Exporting Your Goods

Setting Prices

Strategic pricing is critical to your export success. The following four questions and answers can help you determine the best pricing strategy:

What export-related costs do we need to consider?
What pricing strategies do we have available?
What factors should we consider in setting prices?
What difference does the supply chain make in setting prices?

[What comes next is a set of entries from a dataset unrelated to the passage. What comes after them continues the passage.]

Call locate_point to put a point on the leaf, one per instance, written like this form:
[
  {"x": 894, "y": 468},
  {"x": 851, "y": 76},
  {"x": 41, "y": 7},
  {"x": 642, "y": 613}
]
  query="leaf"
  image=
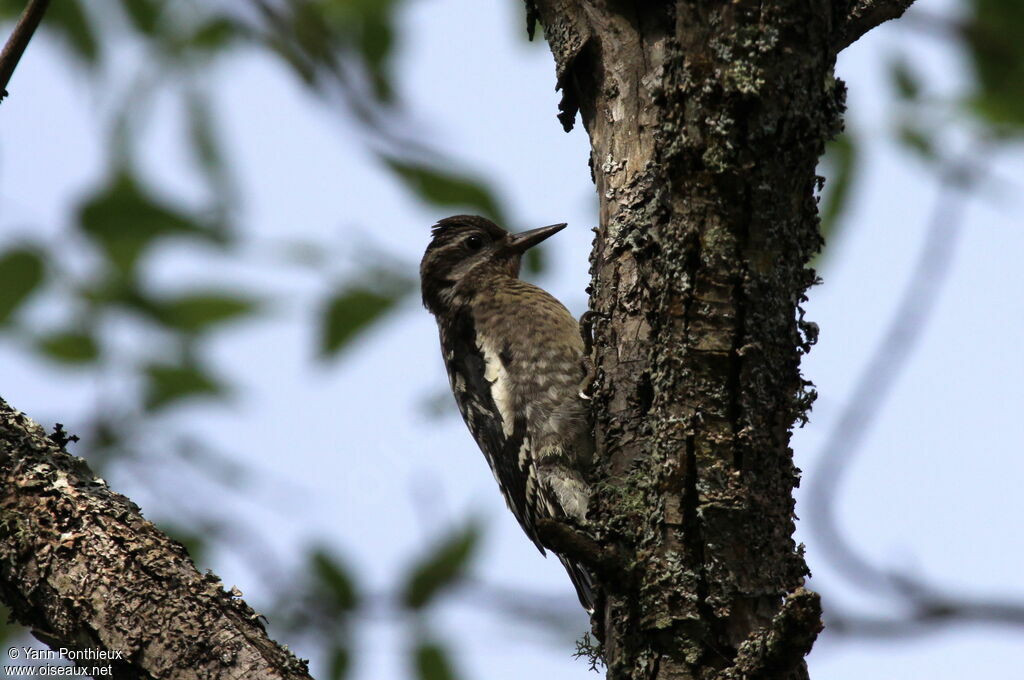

What export-related costs do we need to consider?
  • Currency exchange rate and related bank fees
  • Market research costs
  • Promotional materials
  • Trade shows and exhibitions
  • Credit checks on potential buyers, intermediaries, and partners
  • Receivables and export risk insurance
  • Travel to the export market
  • International communications
  • Translation and interpretation
  • Commissions and  other costs involving foreign representatives
  • Product and packaging modifications
  • Labelling, packaging, packing, marking
  • Logistics costs, including freight forwarders and warehousing
  • Documentation costs, including inspection, certification
  • Insurance
  • Customs duties and tariffs
  • Customs brokerage fees
  • Costs of financing, including interest on line of credit and currency exchange fees

What pricing strategies do we have available?
  • Static pricing: same price to all customers.
  • Flexible pricing: adjusting prices for different types of customers or locations.
  • Full cost-based pricing: including both fixed and variable costs.
  • Marginal cost pricing: including only the variable costs of production and exporting.
  • Penetration pricing: initial low price to attract more customers, discourage competitors, and gain quick market share.
  • Market skimming: pricing high to make optimum profit among high-end consumers while there is little competition.

What factors should we consider in setting prices?
  • The presence of direct competitors
  • What customers are willing to pay
  • The prices of other products in the market that meet the same or similar need

What difference does the supply chain make in setting prices?

You will need to include enough mark-up to cover the fees of the various channel intermediaries, which could include freight forwarders, customs brokers, shippers, foreign agents or representatives, foreign distributors, and foreign wholesalers.